Relatif à la mise en place du travail intermittent
EI BELON CAROLINE La GRIERE – 95 BD des VENDEENS – 85360 LA TRANCHE SUR MER SIRET : 351 178 488 00018 APE : 4723Z
Entre
L’Entreprise Individuelle BELON Caroline dont le siège social est situé à : la Grière – 95 BD des VENDEENS à la TRANCHE SUR MER (85360), représentée par Madame ……………, ci-après dénommée « l’employeur ou l’entreprise ».
Et
Les salariés de la présente entreprise, consultés sur le projet de l’accord, ci-après dénommés « les salariés ».
Préambule
L’entreprise est spécialisée dans la vente au détail de poissons, crustacés et mollusques en magasin spécialisé. A ce jour la convention collective applicable à l’entreprise ne permet pas de recourir au contrat de travail intermittent. Son activité étant soumise à des périodes connaissant d’importantes fluctuations sur l’année, liées notamment aux rythmes de l’activité touristique et saisonnière, il a été décidé de recourir au travail intermittent pour certains emplois permanents comportant par nature des périodes travaillées et non travaillées. Le recours au travail intermittent permettra d’assurer aux salariés concernés une stabilité de la relation de travail. C’est un moyen de conjuguer le recours à un emploi qualifié permanent tout en s’adaptant au rythme de l’entreprise. Ce dispositif concours à maintenir une certaine compétitivité de l’entreprise tout en s’assurant d’une fidélisation d’un personnel compétent. L’activité de l’entreprise requiert en conséquence le recours à des emplois qui par essence comportent une alternance de périodes travaillées et non travaillées, au-delà des congés payés des salariés concernés. Il est donc nécessaire de prévoir un aménagement du temps de travail en permettant ainsi : de faire face aux pics d’activités en période d’affluence touristique ainsi que lors de l’organisation d’événements ou manifestations et de répondre aux impératifs de réactivité et adaptabilité qu’imposent les différentes activités de l’entreprise ; de mettre en place des horaires de travail en adéquation avec la fluctuation de la charge de travail durant l’année ; de proposer aux salariés d’occuper un emploi en contrat à durée indéterminée et ainsi limiter le recours aux contrats précaires ; de bénéficier de périodes non travaillées.
Sur le fond, le présent accord a pour objet de mettre en œuvre un dispositif complémentaire d’adaptation et d’organisation du travail à l’accord de branche et d’en formaliser les règles applicables.

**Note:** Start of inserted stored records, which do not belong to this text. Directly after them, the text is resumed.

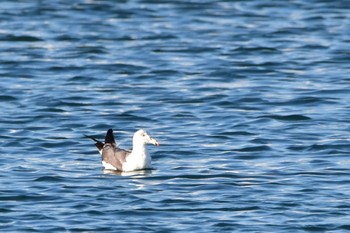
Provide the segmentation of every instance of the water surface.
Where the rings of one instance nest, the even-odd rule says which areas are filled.
[[[6,232],[350,230],[348,1],[2,1]],[[154,169],[93,142],[144,128]]]

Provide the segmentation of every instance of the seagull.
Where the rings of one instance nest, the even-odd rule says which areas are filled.
[[[102,157],[102,165],[108,170],[128,172],[150,169],[152,158],[147,153],[146,145],[160,146],[158,141],[151,138],[143,129],[134,133],[132,150],[121,149],[115,143],[112,129],[107,131],[104,143],[92,136],[85,136],[96,142],[95,146]]]

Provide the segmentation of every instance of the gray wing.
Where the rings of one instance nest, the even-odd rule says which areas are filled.
[[[111,164],[118,170],[123,170],[123,163],[131,151],[116,147],[114,143],[106,143],[102,150],[102,161]]]

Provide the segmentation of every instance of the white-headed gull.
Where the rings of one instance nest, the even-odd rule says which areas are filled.
[[[151,143],[159,146],[154,138],[151,138],[145,130],[138,130],[133,137],[132,150],[119,148],[115,143],[113,130],[107,131],[105,142],[94,137],[87,136],[96,142],[96,147],[102,157],[102,165],[105,169],[118,171],[135,171],[151,168],[151,156],[147,153],[146,145]]]

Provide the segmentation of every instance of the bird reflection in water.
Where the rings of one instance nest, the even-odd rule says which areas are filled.
[[[103,174],[108,175],[117,175],[117,176],[149,176],[152,174],[152,169],[146,169],[146,170],[137,170],[137,171],[129,171],[129,172],[123,172],[118,170],[109,170],[109,169],[103,169]]]

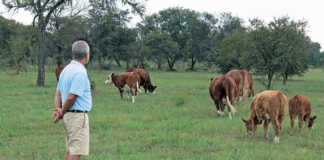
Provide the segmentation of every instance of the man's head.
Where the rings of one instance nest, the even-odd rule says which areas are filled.
[[[83,64],[87,64],[90,59],[90,47],[85,41],[75,41],[72,44],[73,58]]]

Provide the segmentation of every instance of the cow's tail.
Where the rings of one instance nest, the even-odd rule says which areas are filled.
[[[232,114],[234,115],[236,112],[236,109],[232,106],[232,104],[228,98],[228,95],[226,95],[226,102],[227,102],[228,107],[231,109]]]

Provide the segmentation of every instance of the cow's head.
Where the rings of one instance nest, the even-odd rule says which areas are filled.
[[[112,83],[112,77],[114,76],[114,73],[111,73],[108,77],[107,80],[105,81],[105,84],[111,84]]]
[[[309,129],[311,129],[313,127],[316,118],[317,118],[316,116],[309,118],[308,125],[307,125]]]
[[[157,88],[157,86],[154,86],[154,85],[149,85],[148,86],[148,90],[149,90],[149,92],[151,92],[151,93],[155,93],[155,89]]]
[[[255,135],[256,125],[254,120],[242,118],[242,121],[245,123],[247,134]]]

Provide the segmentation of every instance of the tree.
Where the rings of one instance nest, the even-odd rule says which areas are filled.
[[[12,34],[8,40],[9,59],[17,69],[17,74],[22,71],[22,62],[26,61],[28,54],[30,54],[32,38],[33,32],[31,28],[27,28],[23,25],[17,25],[15,27],[15,34]]]
[[[145,43],[151,51],[148,58],[157,64],[158,69],[161,69],[164,57],[169,70],[174,71],[174,64],[181,57],[178,54],[178,44],[172,40],[169,34],[159,31],[152,32],[146,36]]]
[[[53,17],[54,13],[63,12],[67,9],[67,6],[71,6],[73,9],[73,4],[78,4],[78,1],[72,3],[73,0],[3,0],[2,3],[9,10],[25,9],[30,11],[34,15],[33,24],[37,29],[37,41],[38,41],[38,78],[37,85],[45,85],[45,33],[48,24]],[[139,12],[143,9],[141,3],[136,2],[136,0],[90,0],[91,2],[97,2],[101,6],[109,8],[109,10],[117,10],[117,2],[121,2],[123,5],[131,6],[133,12]],[[78,13],[78,12],[77,12]]]
[[[317,42],[309,41],[307,52],[309,53],[308,64],[314,67],[320,66],[321,64],[319,63],[319,55],[321,54],[321,45]]]
[[[254,43],[247,33],[234,33],[222,40],[215,65],[222,73],[232,69],[250,70],[254,64]]]
[[[287,80],[289,75],[301,74],[305,67],[306,22],[292,21],[289,17],[274,19],[265,25],[263,21],[250,21],[250,36],[256,47],[256,73],[267,76],[266,88],[272,88],[273,77],[278,74]],[[306,65],[307,66],[307,65]],[[284,80],[284,81],[285,81]]]
[[[211,40],[213,35],[215,18],[208,13],[193,13],[187,17],[188,39],[186,45],[186,58],[191,63],[189,69],[193,71],[197,61],[205,60],[212,50]]]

Le présent accord est conclu dans le cadre des dispositions des articles L.3123-33 à L.3123-38 du Code du travail. Par application de l’article L. 2232-21 du Code du travail, la présente entreprise, dépourvue de délégué syndical, et dont l’effectif habituel est inférieur à 11 salariés a décidé de soumettre à son personnel un projet d’accord dont l’objet est défini ci-dessous.
Article 1. Objet Le présent accord fixera ainsi le cadre ainsi que les modalités juridiques du recours au contrat de travail intermittent pour le personnel salarié ci-dessous mentionné.
Article 2. Champ d’application Le présent accord s’applique à tous les salariés de l’entreprise occupants un emploi permanent par nature qui comporte une alternance de périodes travaillées et non travaillées. Les emplois concernés par le recours au travail intermittent sont ceux des employés appartenant à la catégorie de « productifs spécifiques au détail » tel que recensés par la convention collective applicable (commis poissonniers ; caissières…)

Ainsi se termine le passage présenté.